Drug release studies
STH release studies were performed at 37°C using phosphate buffer (pH = 7.2) in a dissolution bath. Approximately 0.2-0.3g of lyophilised xerogels were placed in 50 mL phosphate buffer to simulate the wound surface fluid secretion and dispersed for 4 hours. Dissolution media samples were taken at 2 min intervals from time zero. The amount of STH released (mg) was calculated by UV spectrometry (λ=283 nm) and cumulative percentage release versus time profiles plotted. The kinetics of STH release from the geo-polymeric xerogel was assessed by fitting the dissolution data (percentage cumulative release against time) to the Higuchi, Hixon–Crowell, Korsmeyer– Peppas, first or zero order equations in order to determine the drug release mechanism. As a model-dependent approach, the dissolution data was fitted to five common release models i.e. zero order, first-order, Higuchi, Hixon-Crowel and Korsmeyerpeppas equations. The kinetic model with the highest coefficient correlation (r) was assumed to the most appropriate model for the dissolution data.
Results and Discussion
Preliminary visual observations were performed on the initial clay dispersions, polymericgel, dried films and lyophilised xerogels to evaluate them in terms of; ease of pouring, stability, flexibility and the even distribution of the components within the matrix with no air bubbles in the films. The fragility and brittleness of a matriximpacts on the physical and mechanical stability during handling and storage. For wound healing applications, a xerogel must also be soft and flexible to provide the desirable mechanical strength during handling and comfort upon the application without potential irritation . In addition, an ideal xerogel should have an optimum thickness of less than 1mm as thicker preparations maybe difficult to apply without disturbing the wound surface. Thickness also affects both the rate of hydration and the diffusion distance of the drug through the resulting swollen gel which can have significant effects on drug release profiles [20, 21].

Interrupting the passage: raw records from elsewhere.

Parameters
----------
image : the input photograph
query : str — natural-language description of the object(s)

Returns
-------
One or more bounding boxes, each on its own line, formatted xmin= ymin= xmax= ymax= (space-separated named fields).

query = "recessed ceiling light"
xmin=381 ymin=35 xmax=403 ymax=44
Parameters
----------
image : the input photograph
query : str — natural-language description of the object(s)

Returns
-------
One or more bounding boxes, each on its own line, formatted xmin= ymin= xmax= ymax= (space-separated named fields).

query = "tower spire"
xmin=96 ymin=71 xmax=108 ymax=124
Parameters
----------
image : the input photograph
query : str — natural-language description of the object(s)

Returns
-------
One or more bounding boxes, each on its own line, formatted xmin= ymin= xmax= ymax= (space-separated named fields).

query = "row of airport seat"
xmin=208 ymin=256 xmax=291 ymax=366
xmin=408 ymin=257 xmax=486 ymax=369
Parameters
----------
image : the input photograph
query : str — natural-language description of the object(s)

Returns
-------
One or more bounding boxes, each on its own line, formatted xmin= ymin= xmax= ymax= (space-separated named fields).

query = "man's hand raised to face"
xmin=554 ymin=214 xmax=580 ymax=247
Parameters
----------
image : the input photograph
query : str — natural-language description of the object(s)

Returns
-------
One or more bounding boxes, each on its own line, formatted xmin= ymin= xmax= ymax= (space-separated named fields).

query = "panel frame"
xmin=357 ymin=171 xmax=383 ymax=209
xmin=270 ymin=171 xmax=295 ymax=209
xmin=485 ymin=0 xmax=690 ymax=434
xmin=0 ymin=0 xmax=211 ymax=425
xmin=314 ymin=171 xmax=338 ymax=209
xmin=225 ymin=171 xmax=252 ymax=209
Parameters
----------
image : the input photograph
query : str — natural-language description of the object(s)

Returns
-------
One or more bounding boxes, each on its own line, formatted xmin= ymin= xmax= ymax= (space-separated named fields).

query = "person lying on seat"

The maximum concentration of the different clays which could be dispersed evenly in deionized water is shown in table 1 and the highest ratio achieved was 20% LAP RDS. However at these concentrations, the viscosity of the hydrogels increased dramatically resulting in thick gels containing air bubbles that were not easy to pour. The optimum concentration of refined MMT and LAPs that could be dispersed in water with the desirable viscosity was determined to be 2% (figure 2). Interestingly, during the dispersion process applying heat reduced the dispersion time and produced LAPs hydrogels with a more desirable transparency and flow-ability. Therefore, for the next stage the various grades of LAPs and refined MMT were assessed for drug intercalation and incorporation into hydrogels.
The Tixogels (VZ and VP) which are organic in nature and MMT did not disperse in aqueous media (table 1) but dispersed in pure organic solvents such as ethanol or isopropyl alcohol. However, for pharmaceutical applications this is not acceptable as a consequence of potential toxicity or irritations. Furthermore, the addition of a small quantity of deionised water resulted in the precipitation of the clays producing two separated phases.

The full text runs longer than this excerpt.